The index's move on Monday comes as they mark their worst week of Thanksgiving in 2011 as the sale of tech stocks and oil prices have put traders in a risk aversion regime. Only on Friday the price of oil fell about 8%.
Shares of General Motors rose 4 percent after the company announced plans to cut production at several factories and reduce its team by 15 percent. The cost containment plan is more drastic than investor expectations.
Retail retail prices rose as Black Friday's online sales hit a record $ 6.22 billion, according to Adobe Analytics. Record sales rose 23.6% over last year. The SPDR S & P Retail (XRT) ETF rose 2% thanks to growth in the GameStop, Amazon and L. brands.
Investors are also expecting a statement from Federal Reserve Chairman Jerome Powell later this week. He's due to speak to the New York Economic Club on Wednesday. At the last sell-out, investors were worried about the future of monetary policy, as the central bank is about to consolidate its approach. The Fed is expected to raise rates in December after tightening monetary policy three times earlier this year. Next year, the central bank should raise interest three times.
Investors will also be pursuing policies this week, with dominant themes being the G20 summit in Argentina and Brexit. The summit of leaders of the world's strongest economies will convene US President Donald Trump and his Chinese counterpart Cz Jinpin at a time of intense trade pressure between the two countries. At the same time, Britain has received support from the European Union for the withdrawal agreement.

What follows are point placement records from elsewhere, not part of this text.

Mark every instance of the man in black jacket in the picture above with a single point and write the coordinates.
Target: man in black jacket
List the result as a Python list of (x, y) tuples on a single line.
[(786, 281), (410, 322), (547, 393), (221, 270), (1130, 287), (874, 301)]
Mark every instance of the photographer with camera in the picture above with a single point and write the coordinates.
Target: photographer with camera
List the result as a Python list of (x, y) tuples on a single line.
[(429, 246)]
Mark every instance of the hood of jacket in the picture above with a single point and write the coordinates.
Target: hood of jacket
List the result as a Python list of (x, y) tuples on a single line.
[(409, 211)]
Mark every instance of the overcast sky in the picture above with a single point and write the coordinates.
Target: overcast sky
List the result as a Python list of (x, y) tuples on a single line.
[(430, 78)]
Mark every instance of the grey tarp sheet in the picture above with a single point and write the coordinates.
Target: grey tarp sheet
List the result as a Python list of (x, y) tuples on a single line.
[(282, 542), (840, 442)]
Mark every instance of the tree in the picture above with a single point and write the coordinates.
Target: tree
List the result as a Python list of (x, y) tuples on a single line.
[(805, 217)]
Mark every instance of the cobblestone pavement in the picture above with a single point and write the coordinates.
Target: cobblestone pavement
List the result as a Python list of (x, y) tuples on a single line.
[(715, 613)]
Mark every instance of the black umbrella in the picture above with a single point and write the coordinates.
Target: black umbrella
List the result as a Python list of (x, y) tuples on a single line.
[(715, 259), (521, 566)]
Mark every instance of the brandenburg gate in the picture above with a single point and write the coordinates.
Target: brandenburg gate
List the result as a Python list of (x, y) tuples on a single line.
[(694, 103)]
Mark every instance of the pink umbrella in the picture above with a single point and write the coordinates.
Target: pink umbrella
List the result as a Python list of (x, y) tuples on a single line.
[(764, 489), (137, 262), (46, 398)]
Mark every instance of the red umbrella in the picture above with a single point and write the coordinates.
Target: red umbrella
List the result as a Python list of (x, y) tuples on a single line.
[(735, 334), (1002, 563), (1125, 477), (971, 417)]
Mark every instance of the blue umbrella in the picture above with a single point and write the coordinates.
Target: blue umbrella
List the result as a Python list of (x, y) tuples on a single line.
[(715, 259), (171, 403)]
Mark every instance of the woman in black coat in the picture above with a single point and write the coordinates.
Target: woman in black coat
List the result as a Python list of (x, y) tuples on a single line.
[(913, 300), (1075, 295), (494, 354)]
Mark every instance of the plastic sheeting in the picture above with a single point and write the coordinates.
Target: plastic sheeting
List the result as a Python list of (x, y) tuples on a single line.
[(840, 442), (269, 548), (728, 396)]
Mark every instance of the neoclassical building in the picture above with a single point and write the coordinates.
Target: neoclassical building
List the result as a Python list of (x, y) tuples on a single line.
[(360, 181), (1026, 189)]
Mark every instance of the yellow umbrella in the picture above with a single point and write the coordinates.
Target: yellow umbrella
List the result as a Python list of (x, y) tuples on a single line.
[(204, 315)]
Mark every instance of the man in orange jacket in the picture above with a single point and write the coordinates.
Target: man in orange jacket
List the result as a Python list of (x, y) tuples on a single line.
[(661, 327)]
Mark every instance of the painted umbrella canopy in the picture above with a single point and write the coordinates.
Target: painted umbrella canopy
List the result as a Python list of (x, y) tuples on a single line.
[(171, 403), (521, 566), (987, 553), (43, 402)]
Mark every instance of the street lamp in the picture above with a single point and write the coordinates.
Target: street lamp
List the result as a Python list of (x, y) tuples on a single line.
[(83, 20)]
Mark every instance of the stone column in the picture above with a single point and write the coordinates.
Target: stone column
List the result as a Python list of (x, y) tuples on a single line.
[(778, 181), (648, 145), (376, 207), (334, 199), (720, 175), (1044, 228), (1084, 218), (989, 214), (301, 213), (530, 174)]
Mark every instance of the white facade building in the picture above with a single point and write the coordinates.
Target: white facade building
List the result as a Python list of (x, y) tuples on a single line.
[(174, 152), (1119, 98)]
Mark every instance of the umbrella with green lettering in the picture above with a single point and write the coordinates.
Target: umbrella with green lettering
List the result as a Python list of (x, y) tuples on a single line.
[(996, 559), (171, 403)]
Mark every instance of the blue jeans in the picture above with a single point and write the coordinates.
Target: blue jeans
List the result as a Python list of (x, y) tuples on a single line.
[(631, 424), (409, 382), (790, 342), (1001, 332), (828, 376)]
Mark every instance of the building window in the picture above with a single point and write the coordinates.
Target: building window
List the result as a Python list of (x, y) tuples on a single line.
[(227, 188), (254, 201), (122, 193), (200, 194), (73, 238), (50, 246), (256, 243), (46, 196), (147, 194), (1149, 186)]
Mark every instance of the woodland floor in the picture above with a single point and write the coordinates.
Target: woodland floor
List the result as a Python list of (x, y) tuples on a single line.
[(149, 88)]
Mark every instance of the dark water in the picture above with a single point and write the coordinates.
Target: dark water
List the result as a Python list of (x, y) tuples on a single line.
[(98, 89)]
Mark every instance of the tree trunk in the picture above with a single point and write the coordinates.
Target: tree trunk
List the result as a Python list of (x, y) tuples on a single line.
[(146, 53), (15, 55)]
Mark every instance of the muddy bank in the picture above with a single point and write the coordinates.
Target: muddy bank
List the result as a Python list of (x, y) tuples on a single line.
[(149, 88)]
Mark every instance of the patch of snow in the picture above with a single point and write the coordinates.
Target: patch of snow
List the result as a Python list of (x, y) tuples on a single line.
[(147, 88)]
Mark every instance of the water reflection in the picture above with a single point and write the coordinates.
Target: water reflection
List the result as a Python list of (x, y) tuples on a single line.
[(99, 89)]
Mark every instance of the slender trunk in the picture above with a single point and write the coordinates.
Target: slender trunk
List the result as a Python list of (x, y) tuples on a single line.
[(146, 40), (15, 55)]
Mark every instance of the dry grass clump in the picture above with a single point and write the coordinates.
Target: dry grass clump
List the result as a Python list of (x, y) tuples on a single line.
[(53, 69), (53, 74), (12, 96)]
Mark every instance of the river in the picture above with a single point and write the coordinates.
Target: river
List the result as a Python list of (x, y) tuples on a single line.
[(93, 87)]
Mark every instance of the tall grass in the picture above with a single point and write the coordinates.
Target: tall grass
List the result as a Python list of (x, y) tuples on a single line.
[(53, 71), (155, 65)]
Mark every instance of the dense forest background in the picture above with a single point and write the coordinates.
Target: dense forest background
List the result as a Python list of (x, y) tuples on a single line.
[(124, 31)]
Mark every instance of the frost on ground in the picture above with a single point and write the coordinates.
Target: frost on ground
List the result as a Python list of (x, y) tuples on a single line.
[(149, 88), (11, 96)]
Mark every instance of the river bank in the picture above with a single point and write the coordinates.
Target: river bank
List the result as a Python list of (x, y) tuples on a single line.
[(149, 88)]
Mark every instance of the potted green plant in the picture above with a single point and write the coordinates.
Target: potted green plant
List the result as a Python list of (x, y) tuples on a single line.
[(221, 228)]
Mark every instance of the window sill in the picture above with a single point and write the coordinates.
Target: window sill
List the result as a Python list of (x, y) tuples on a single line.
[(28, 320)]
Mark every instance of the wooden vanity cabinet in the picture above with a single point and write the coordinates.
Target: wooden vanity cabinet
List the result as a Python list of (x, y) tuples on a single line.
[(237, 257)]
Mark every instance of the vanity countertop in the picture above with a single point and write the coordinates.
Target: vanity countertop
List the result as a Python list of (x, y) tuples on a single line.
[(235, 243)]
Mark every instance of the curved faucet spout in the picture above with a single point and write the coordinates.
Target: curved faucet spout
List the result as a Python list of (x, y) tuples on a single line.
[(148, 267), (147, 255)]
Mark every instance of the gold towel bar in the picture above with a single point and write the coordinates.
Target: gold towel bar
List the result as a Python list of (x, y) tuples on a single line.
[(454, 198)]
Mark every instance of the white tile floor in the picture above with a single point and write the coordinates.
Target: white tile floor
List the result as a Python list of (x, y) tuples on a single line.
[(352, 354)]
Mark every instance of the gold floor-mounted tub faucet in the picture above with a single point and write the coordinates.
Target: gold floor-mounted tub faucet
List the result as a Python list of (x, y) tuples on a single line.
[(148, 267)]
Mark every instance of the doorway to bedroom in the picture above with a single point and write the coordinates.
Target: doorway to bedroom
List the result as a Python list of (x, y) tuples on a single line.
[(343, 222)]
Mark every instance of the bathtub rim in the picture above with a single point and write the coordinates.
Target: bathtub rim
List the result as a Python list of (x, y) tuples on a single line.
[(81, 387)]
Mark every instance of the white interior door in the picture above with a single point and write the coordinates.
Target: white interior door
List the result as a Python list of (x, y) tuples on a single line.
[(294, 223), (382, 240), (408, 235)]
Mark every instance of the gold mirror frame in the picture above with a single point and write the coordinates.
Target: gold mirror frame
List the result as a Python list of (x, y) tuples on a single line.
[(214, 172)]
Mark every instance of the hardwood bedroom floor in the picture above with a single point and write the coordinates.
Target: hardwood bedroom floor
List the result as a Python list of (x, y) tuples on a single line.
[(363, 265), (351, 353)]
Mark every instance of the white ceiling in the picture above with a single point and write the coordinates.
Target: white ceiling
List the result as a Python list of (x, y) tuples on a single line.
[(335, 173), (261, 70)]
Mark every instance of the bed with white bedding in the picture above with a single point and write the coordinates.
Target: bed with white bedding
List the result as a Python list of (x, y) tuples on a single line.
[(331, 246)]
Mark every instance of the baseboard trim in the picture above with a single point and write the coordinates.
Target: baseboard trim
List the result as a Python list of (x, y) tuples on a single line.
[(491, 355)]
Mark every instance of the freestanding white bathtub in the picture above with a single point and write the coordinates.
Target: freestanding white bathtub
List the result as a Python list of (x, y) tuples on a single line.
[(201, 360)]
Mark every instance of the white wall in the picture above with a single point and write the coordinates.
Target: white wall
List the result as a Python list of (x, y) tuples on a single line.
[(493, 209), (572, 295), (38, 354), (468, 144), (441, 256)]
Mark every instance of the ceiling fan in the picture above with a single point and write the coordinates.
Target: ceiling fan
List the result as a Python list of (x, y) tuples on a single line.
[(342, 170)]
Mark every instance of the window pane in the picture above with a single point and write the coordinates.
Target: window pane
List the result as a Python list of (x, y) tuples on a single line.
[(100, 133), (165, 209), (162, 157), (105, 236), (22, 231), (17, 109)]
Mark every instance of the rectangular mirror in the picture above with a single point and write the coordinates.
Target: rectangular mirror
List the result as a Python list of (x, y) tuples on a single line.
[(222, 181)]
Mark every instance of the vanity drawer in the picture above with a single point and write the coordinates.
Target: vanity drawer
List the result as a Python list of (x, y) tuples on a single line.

In bond markets, yields on 10-year US government bonds rose to 3.068%, and 30-year bonds rose to 3.321%.
In foreign exchange markets, the dollar index, which measures the value of US money against a basket of the six major currencies, rose 0.17 percent to 97.08 points. The euro fell 0.12% to a level of $ 1.1326 per euro. Compared to the yen, the dollar rose 0.54% to 113.55 yen per dollar.
In the commodity market, oil prices rose as a way to offset some of the severe losses in the previous session, although growth was limited by uncertainty surrounding global economic growth and new signs of increased supply.
Brent benchmark futures rose $ 1.67 to $ 60.47 a barrel after falling 6 percent on Friday. US light oil contracts (WTI) added $ 1.21 to their value at $ 51.63 a barrel after falling 7.7 percent on Friday.
US gold futures reached $ 1222.40 an ounce.